Reflecting on this state of affairs, it seems to me that we lack a strong methodology for studying innate KSA. There are at least three difficulties. First, innate KSA can take many forms. It can be encoded in the procedural structure of an algorithm, in the data structures of a system, or in explicit declarative knowledge (logical or probabilistic). We have difficulty determining whether two different systems implement the same KSA. For example, by using stochastic gradient descent, recent work (https://arxiv.org/abs/1709.01953; https://arxiv.org/abs/1710.10345), suggests that we are implicitly biasing the search to find flat minima (which are known to have superior generalization properties). Second, our notion of “experience” in machine learning tends to be narrow and homogeneous. In supervised learning, we typically assume fixed-length feature vectors (or fixed-dimension images). In reinforcement learning, we similarly assume a fixed structure of the state (as a fixed-dimension object) and the reward, as well as assuming the Markov property. Third, our models of decision making agents are very coarse-grained. We can either study single-agent Markov decision processes (MDPs), single-agent Partially-observable MDPs, or multi-agent stochastic games. Single-agent models are clearly inadequate for modeling social interaction, but stochastic games are so general that it is difficult to find efficient algorithms for learning and problem solving.
An additional complication is that researchers in AI are not all trying to build human-like cognitive systems. In almost every case, AI researchers seek to create systems that have some super-human capabilities. For example, the web search engines are AI systems whose memory and computation speed vastly exceed those of humans, yet their understanding of our written or spoken queries is frequently wrong. Some researchers seek to build theorem proving systems for proving theorems in mathematics or theorems about the correctness of computer programs. To the extent that these systems incorporate learning, the same question of innate KSA arises, but because the tasks differ greatly from those of any biological system, the “transfer from biology” methodology cannot be applied.
To make progress, we need to overcome these methodological challenges.
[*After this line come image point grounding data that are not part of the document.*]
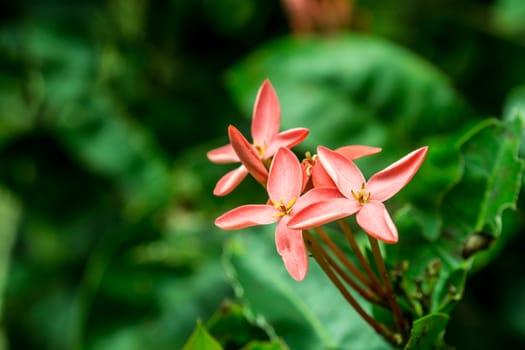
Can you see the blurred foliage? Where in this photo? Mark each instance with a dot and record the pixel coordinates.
(106, 211)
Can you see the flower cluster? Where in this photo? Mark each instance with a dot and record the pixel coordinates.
(303, 195)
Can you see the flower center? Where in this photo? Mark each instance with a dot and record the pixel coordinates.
(361, 196)
(261, 150)
(309, 162)
(284, 209)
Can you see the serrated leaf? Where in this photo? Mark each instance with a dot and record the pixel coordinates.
(426, 330)
(307, 315)
(257, 345)
(201, 340)
(490, 182)
(350, 89)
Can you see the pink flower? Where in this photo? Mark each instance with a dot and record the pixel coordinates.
(319, 177)
(365, 199)
(284, 190)
(266, 140)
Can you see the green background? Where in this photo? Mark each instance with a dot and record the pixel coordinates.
(107, 109)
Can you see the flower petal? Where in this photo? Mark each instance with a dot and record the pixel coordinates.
(321, 213)
(357, 151)
(266, 115)
(375, 220)
(288, 139)
(389, 181)
(223, 155)
(246, 216)
(285, 178)
(318, 194)
(230, 181)
(345, 173)
(320, 177)
(247, 155)
(290, 246)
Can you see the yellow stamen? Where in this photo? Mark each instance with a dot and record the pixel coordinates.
(310, 161)
(284, 209)
(261, 150)
(361, 196)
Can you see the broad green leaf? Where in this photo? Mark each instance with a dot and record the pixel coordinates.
(201, 340)
(231, 328)
(469, 217)
(258, 345)
(10, 211)
(490, 182)
(350, 89)
(307, 315)
(426, 330)
(507, 16)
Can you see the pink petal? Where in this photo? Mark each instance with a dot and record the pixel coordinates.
(345, 173)
(266, 115)
(288, 139)
(320, 177)
(285, 179)
(247, 155)
(230, 181)
(321, 213)
(389, 181)
(375, 220)
(246, 216)
(290, 246)
(318, 194)
(223, 155)
(357, 151)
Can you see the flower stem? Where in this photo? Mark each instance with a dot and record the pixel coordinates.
(365, 293)
(376, 284)
(320, 256)
(401, 323)
(341, 256)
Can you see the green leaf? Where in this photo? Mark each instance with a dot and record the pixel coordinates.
(426, 330)
(507, 16)
(490, 182)
(10, 211)
(307, 315)
(201, 340)
(257, 345)
(350, 89)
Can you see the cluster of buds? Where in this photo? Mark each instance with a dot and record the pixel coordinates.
(306, 194)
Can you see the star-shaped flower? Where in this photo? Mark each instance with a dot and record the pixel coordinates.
(365, 199)
(266, 140)
(284, 191)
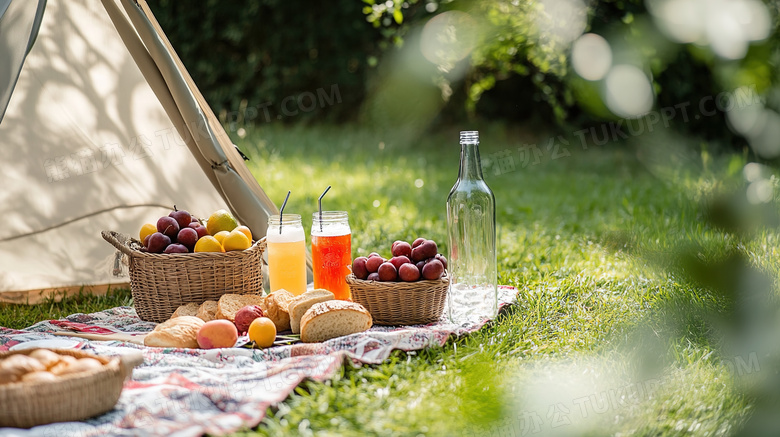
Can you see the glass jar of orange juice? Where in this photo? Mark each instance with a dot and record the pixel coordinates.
(286, 243)
(331, 252)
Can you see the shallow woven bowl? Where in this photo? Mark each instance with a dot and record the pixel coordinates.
(401, 303)
(72, 397)
(162, 282)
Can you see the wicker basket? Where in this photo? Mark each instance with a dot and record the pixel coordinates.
(160, 283)
(401, 303)
(70, 398)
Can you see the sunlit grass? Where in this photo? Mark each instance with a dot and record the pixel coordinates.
(580, 237)
(583, 238)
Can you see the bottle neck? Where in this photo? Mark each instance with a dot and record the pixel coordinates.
(470, 164)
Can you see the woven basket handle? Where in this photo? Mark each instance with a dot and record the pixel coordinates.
(128, 361)
(117, 240)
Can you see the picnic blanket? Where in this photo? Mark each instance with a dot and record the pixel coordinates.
(190, 392)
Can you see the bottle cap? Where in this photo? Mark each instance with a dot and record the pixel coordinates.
(469, 137)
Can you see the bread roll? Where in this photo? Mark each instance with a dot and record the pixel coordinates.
(46, 357)
(179, 332)
(40, 376)
(189, 309)
(229, 304)
(65, 361)
(14, 367)
(207, 310)
(303, 302)
(276, 308)
(333, 318)
(78, 366)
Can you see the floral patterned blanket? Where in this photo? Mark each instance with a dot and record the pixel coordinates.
(190, 392)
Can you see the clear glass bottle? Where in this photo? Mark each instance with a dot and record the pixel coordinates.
(471, 225)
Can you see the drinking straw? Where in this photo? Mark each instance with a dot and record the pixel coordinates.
(320, 202)
(281, 211)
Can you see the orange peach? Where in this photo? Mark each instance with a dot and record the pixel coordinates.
(217, 334)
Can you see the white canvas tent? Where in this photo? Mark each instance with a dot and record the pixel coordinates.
(101, 128)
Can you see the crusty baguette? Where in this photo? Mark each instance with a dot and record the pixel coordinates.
(334, 318)
(229, 304)
(298, 306)
(189, 309)
(276, 308)
(207, 310)
(176, 332)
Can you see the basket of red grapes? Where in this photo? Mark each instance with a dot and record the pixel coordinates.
(409, 288)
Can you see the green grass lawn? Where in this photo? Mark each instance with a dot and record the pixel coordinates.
(602, 340)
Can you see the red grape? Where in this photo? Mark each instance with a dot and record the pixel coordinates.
(176, 248)
(158, 242)
(359, 267)
(402, 249)
(168, 226)
(433, 270)
(373, 263)
(188, 237)
(387, 272)
(409, 273)
(398, 261)
(182, 217)
(442, 260)
(427, 249)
I admire the effort of Deepmind to create a single system that can learn to perform a variety of tasks. I’m also encouraged by systems that aim at “life long learning” in which they must learn to perform a sequence of tasks (without forgetting how to perform the earlier ones). Perhaps by increasing the variety and complexity of these tasks, we can learn more about the required innate KSA.
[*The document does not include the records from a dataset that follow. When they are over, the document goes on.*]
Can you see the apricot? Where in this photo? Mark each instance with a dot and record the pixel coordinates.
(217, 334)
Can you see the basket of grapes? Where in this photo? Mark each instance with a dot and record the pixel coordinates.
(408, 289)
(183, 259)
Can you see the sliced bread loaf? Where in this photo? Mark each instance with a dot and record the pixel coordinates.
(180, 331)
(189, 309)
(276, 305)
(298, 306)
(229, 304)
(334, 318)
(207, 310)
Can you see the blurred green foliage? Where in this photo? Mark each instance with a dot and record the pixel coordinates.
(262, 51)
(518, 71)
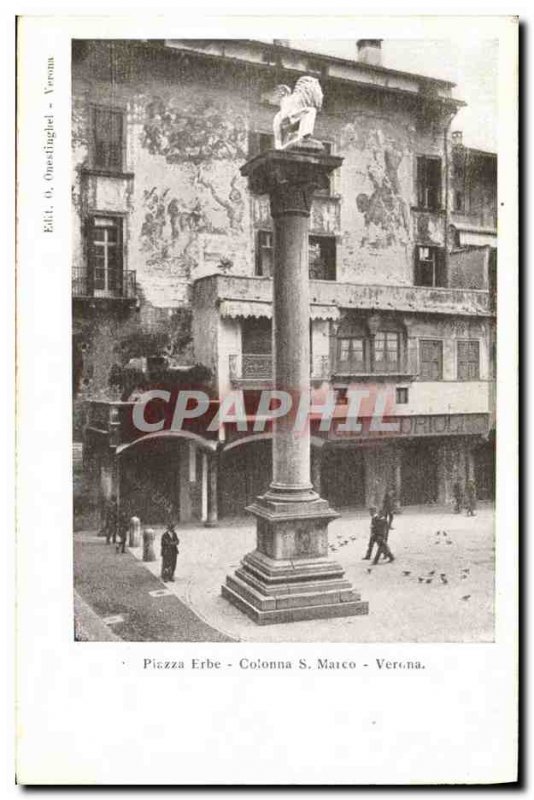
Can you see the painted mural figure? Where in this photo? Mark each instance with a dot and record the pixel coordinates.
(296, 119)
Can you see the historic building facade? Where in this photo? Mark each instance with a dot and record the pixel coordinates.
(173, 257)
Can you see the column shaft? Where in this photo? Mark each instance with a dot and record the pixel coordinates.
(291, 339)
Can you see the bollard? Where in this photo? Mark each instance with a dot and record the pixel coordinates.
(148, 545)
(134, 531)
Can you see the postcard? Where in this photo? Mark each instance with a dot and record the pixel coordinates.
(266, 401)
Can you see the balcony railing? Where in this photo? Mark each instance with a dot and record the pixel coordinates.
(331, 296)
(259, 367)
(87, 284)
(251, 366)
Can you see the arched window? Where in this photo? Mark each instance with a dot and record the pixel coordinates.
(361, 351)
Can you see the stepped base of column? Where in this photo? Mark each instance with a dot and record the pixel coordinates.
(289, 577)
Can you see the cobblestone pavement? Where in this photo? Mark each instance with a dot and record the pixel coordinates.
(116, 591)
(439, 589)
However, I’m concerned that the whole concept of “tasks” is misguided. AI research typically views intelligent behavior as consisting of behavior on a set of well-defined tasks (an approach I call “taskism”). In contrast, human experience is not segmented into a set of distinct tasks. Instead, a human agent can be viewed as simultaneously performing many different tasks. Anyone who has carried out psychological experiments is painfully aware of this and works very hard to isolate the experimental task from the surrounding context. Our challenge in AI is the reverse: How do we move from isolated artificial tasks to tasks embedded in the complex context of everyday life?